Troisième indice : Dans l’enseignement de la parabole des deux débiteurs (Lc 7, 40-43) Jésus conclut : “Ses nombreux péchés lui sont pardonnés parce qu’elle a beaucoup aimé.”
(Lc 7, 47) Attention ce verset ne dit pas : “Puisqu’elle a beaucoup aimé, c’est qu’antérieurement ses nombreux péchés lui avaient été pardonnés”. La leçon de Jésus concernant la parabole est celle-ci : ce n’est pas l’amour de la pécheresse qui aurait été la cause du pardon de Jésus, (puisque la cause première du pardon obtenu est toujours la grâce et la miséricorde divine), mais Luc montre que c’est l’amour de la femme accompagné d’un vif repentir de ses fautes qui lui a permis de recevoir de Dieu un pardon proportionné à cet amour. Si c’est Marie de Magdala, venant d’être délivrée des sept esprits mauvais, qui est en scène, alors tout s’explique ! Le Christ l’en avait délivrée et elle vient le remercier. C’est peut-être d’abord pour le remercier de cet immense bienfait qu’elle s’est sentie poussée à le trouver chez Simon. Ce n’est qu’à ses pieds qu’elle fond en sanglots à cause de sa vie scandaleuse encore toute proche, et elle obtient le pardon de ses péchés.

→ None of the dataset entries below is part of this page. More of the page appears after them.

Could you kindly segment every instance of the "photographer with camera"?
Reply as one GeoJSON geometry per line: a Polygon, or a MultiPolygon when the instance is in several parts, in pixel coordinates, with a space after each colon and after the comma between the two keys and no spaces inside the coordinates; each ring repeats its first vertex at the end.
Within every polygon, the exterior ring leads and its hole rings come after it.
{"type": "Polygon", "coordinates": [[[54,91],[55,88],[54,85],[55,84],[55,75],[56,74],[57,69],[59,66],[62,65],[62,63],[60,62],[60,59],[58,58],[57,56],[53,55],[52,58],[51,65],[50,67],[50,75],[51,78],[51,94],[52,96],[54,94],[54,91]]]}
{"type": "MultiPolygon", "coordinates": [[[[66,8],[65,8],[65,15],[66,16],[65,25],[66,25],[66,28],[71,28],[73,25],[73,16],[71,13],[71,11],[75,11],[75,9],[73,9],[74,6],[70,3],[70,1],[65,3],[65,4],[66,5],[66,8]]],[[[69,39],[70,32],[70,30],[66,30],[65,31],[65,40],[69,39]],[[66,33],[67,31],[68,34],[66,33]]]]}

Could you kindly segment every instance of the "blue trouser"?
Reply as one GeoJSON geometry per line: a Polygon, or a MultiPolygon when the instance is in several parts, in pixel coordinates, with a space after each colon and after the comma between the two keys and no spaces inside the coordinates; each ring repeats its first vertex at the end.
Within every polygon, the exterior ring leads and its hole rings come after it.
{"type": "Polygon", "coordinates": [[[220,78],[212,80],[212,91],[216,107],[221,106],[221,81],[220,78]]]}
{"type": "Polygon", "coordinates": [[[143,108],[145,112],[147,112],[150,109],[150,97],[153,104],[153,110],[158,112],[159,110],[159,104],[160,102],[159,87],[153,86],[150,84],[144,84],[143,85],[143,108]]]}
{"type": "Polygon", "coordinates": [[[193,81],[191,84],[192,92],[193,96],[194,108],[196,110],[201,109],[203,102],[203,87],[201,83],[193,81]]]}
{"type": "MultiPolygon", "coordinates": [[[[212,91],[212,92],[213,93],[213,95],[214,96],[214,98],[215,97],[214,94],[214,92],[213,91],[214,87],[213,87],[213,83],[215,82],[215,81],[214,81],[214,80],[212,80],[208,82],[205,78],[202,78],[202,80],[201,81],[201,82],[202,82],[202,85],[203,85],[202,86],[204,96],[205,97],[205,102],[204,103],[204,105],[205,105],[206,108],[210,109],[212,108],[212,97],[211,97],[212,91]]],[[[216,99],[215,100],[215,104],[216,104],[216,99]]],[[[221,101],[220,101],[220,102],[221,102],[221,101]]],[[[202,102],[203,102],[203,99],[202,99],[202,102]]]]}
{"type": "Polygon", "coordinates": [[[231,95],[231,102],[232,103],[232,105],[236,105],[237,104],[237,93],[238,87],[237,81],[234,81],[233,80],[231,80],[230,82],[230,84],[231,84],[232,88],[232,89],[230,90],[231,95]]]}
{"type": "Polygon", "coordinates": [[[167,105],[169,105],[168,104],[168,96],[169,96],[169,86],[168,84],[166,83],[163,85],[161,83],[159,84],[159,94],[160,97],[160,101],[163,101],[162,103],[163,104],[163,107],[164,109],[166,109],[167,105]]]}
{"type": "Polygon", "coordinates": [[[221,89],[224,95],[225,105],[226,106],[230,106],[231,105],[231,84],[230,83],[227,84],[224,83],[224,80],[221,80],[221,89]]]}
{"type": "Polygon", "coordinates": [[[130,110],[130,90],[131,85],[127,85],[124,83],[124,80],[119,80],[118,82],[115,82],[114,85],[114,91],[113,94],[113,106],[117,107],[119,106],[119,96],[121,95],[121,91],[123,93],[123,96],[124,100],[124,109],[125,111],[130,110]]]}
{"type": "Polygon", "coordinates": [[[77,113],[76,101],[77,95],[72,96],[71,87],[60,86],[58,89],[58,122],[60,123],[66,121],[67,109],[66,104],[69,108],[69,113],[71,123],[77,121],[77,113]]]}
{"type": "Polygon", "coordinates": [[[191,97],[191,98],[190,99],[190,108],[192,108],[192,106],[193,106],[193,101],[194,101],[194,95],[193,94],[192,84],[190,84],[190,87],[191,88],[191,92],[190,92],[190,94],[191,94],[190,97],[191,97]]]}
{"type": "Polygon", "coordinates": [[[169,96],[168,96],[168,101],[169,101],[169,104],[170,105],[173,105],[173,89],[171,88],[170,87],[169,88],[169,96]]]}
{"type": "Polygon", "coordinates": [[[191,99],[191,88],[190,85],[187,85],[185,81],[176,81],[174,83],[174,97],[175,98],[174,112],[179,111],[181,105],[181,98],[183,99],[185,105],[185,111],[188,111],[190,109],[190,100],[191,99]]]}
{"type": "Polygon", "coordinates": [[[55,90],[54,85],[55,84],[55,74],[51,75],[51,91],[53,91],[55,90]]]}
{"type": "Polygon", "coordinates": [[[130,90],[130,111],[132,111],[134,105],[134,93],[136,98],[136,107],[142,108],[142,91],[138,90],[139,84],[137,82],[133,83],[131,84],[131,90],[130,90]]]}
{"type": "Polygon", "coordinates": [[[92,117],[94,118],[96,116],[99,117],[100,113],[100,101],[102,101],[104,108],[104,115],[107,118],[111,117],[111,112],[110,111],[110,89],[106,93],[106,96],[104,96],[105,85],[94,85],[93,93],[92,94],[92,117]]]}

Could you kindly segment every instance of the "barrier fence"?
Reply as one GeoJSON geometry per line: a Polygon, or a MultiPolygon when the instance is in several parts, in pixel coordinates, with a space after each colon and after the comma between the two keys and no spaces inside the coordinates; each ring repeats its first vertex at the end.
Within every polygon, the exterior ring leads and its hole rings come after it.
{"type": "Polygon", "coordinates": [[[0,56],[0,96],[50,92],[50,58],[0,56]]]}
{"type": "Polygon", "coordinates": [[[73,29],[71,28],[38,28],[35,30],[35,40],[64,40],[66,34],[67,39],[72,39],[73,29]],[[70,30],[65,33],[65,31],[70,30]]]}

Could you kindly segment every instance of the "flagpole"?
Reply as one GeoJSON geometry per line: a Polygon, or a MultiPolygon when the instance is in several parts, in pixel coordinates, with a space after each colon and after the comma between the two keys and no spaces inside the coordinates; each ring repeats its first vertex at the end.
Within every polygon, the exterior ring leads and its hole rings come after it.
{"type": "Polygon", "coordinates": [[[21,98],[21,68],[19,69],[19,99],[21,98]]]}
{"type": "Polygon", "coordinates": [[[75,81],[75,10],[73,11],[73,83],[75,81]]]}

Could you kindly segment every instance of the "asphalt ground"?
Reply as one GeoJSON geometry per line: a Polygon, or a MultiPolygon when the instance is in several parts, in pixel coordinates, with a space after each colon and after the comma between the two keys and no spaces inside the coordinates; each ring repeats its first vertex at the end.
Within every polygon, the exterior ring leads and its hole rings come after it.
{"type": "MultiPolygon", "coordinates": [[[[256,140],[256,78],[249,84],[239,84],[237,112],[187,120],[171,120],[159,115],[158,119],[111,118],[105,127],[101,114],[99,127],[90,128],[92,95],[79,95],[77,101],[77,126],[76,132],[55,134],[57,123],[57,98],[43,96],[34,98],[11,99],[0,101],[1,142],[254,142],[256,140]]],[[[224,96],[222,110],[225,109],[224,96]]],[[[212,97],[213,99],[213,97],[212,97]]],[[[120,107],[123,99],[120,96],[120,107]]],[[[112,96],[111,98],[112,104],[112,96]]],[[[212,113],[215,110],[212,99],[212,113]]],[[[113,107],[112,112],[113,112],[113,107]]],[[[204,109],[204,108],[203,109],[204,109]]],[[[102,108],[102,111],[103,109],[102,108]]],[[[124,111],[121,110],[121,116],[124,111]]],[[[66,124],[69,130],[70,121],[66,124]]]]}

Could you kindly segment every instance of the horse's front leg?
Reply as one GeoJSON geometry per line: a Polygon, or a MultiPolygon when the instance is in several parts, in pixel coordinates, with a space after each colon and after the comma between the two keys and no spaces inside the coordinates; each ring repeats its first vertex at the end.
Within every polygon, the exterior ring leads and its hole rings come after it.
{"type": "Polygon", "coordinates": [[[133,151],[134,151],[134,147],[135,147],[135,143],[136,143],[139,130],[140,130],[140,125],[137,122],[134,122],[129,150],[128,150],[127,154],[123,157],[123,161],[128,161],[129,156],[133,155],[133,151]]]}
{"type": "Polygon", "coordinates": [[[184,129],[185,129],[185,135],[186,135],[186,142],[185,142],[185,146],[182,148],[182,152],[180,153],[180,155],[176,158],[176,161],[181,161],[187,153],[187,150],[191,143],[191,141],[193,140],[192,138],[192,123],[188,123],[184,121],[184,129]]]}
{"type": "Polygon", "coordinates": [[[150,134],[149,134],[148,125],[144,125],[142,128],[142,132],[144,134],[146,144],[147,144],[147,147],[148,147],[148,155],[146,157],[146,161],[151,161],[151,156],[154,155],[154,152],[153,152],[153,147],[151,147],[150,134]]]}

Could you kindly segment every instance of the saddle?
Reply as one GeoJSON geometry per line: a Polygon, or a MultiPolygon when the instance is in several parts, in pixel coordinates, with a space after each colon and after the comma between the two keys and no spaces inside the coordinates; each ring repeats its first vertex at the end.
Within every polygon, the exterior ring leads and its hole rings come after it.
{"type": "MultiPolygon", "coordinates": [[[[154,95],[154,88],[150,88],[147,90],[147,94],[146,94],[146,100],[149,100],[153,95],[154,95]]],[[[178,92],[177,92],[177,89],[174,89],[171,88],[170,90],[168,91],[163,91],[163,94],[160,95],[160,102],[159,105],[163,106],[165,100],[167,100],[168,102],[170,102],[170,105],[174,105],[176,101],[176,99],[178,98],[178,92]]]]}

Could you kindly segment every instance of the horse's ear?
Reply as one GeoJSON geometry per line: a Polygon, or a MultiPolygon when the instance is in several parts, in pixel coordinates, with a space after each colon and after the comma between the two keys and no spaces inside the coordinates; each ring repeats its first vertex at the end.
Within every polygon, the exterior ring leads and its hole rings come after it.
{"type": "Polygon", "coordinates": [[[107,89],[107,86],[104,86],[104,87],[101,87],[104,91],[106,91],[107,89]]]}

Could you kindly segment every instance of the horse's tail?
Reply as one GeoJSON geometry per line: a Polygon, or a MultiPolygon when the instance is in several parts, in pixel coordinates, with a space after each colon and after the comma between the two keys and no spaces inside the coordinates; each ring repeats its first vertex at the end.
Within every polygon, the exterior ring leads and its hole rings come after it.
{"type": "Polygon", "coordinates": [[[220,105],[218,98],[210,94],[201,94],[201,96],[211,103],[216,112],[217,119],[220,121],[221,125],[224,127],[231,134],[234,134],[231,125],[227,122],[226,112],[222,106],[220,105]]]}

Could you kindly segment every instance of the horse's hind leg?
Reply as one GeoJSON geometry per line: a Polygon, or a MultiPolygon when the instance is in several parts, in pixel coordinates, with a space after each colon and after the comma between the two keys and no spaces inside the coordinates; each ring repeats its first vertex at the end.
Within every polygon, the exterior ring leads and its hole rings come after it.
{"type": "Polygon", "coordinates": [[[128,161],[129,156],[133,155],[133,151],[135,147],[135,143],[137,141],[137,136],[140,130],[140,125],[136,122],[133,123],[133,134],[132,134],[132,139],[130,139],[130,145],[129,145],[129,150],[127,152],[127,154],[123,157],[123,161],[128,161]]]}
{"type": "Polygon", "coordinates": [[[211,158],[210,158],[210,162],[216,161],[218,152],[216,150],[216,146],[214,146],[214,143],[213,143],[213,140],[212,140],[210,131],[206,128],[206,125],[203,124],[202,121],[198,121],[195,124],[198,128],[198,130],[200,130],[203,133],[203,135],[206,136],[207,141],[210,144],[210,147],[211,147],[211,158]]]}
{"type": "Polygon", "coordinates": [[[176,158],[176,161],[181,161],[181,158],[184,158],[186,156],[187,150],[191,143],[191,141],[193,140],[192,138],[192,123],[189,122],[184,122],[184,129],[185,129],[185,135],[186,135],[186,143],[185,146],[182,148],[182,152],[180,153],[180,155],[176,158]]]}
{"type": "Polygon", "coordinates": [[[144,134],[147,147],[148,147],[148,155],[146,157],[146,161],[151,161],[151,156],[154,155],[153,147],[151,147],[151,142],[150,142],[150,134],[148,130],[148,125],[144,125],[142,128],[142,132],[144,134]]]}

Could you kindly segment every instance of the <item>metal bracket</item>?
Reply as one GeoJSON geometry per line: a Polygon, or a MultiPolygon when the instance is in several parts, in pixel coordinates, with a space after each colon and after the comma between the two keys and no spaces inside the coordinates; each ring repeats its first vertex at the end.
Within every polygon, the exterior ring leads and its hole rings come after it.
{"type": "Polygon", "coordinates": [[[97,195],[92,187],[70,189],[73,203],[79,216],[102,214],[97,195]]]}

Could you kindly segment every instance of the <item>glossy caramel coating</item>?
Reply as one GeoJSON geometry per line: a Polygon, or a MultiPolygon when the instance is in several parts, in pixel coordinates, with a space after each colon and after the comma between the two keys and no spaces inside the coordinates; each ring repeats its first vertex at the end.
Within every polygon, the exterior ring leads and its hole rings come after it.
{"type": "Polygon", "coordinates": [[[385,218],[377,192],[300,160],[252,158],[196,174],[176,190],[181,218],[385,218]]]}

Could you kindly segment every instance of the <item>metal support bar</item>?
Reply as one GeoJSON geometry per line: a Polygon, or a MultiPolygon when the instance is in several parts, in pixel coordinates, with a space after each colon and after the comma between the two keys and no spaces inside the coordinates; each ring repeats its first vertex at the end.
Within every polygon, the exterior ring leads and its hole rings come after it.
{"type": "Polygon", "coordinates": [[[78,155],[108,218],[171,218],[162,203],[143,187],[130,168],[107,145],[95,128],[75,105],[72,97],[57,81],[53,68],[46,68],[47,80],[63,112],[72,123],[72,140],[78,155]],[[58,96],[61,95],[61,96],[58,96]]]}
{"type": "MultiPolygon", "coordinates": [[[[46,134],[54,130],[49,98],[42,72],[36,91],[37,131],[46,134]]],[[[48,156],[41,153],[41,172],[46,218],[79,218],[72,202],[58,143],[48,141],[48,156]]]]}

Quatrième indice : L’Évangile de Jean dévoile l’identité de personnages que les synoptiques préféraient passer sous silence. Cet ‘anonymat protecteur’ est causé par le souci de ne pas compromettre les protagonistes pendant les premières persécutions dans l’Église. À l’inverse, Jean qui écrit après leur mort, peut livrer le nom de ces personnages pour que les générations futures de chrétiens puissent les identifier.
En conclusion, contre la thèse de l’identification, on se demandera toujours pourquoi les textes évangéliques ne la suggèrent pas plus clairement. Les évangélistes ne sont pas des journalistes dans le sens moderne du terme. L’argument fondamental en faveur de l’identification, c’est le récit johannique de l’onction à Béthanie. Les actes de Marie de Béthanie (Jn 12) ne sont pleinement intelligibles que s’ils ne sont que la répétition des gestes accomplis par la pécheresse en Lc 7, ensuite s’ils sont réellement l’anticipation prophétique d’une onction funéraire que Marie-Madeleine (Jn 20) aura plus tard le dessein d’accomplir mais qu’elle ne pourra réaliser à cause de la Résurrection.
Ajoutons que saint Augustin, fort de son expérience de converti, rétorque l’objection selon laquelle la pécheresse ne peut être Marie de Béthanie… La grande pécheresse peut au contraire devenir la grande sainte ! Voilà la merveille de la miséricorde !
Nous avons donc mis en évidence l’importance du témoignage johannique comme complément du témoignage des synoptiques. Terminons avec Lacordaire : quelle joie et quel profit que de contempler “dans l’unité d’une même gloire la pécheresse pleurant aux pieds de Jésus et les essuyant de ses cheveux, la sœur de Lazare assistant à la résurrection de son frère, l’amie fidèle debout à la Passion et à la mort de son bien-aimé, le suivant au tombeau et méritant de voir la première les splendeurs de sa Résurrection ! Toute division de cette gloire est chimérique”.♦
1. André Feuillet dans la Revue Thomiste “Les deux onctions faites sur Jésus et Marie-Madeleine”, 1975, p 358-394.